UNSC extends mission in Mali for one year

368684_UN-MaliThe United Nations Security Council (UNSC) has extended a peacekeeping mission in northern Mali for another year, calling on the mission to facilitate peace talks in the African country.

Expressing concern over the fragile security situation in Mali, the 15-member council on Wednesday extended for one year the mandate of the UN Multidimensional Integrated Stabilization Mission (MINUSMA) through June 30, 2015.

The UNSC also requested that the mission expand its presence in “in the North of Mali beyond key population centers,” notably in the rural areas, where civilians are at risk.

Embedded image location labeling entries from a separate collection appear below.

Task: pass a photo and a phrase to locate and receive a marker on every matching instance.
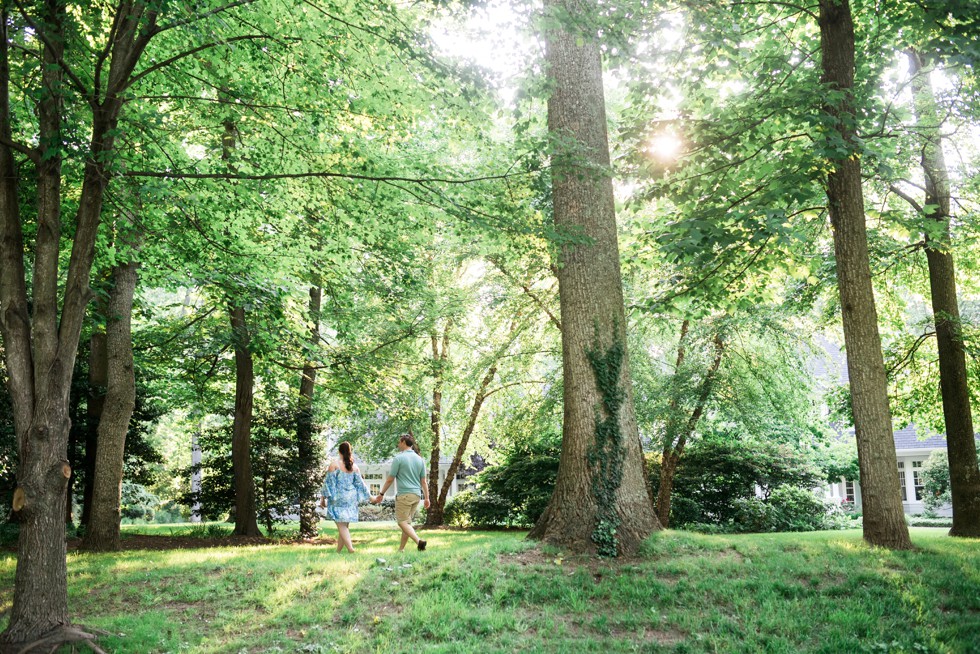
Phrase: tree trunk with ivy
(961, 446)
(676, 437)
(600, 503)
(440, 360)
(883, 515)
(241, 440)
(102, 530)
(309, 456)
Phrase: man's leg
(345, 540)
(408, 532)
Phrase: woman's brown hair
(410, 441)
(345, 454)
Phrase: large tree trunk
(310, 463)
(98, 380)
(961, 446)
(600, 502)
(41, 350)
(102, 531)
(675, 442)
(241, 440)
(884, 518)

Wednesday’s resolution also requested the mission to help start peace talks between the Malian government and Tuareg fighters in the north.

“The MINUSMA should coordinate with and support the Malian authorities” to get the talks going, ensuring it is “open to all communities of the north of Mali,” the council said.

A ceasefire was agreed between the Malian government and the Tuareg fighters on May 23 after violent clashes in the Kidal region on May 17 and 18 resulted in the death of Malian defense and security personnel, as well as eight civilians, including, six government officials.

The UN peacekeepers took over security duties from African troops in July 2013 after the local fighters took control over much of the north of the country. There are currently more than 8,000 soldiers and nearly 1,000 police officers deployed in Mali under the UN mission there.

Chaos broke out in Mali after President Amadou Toumani Toure was toppled in a military coup in March 2012. The coup leaders said they mounted the coup in response to the government’s inability to contain the Tuareg rebellion in the north of the country.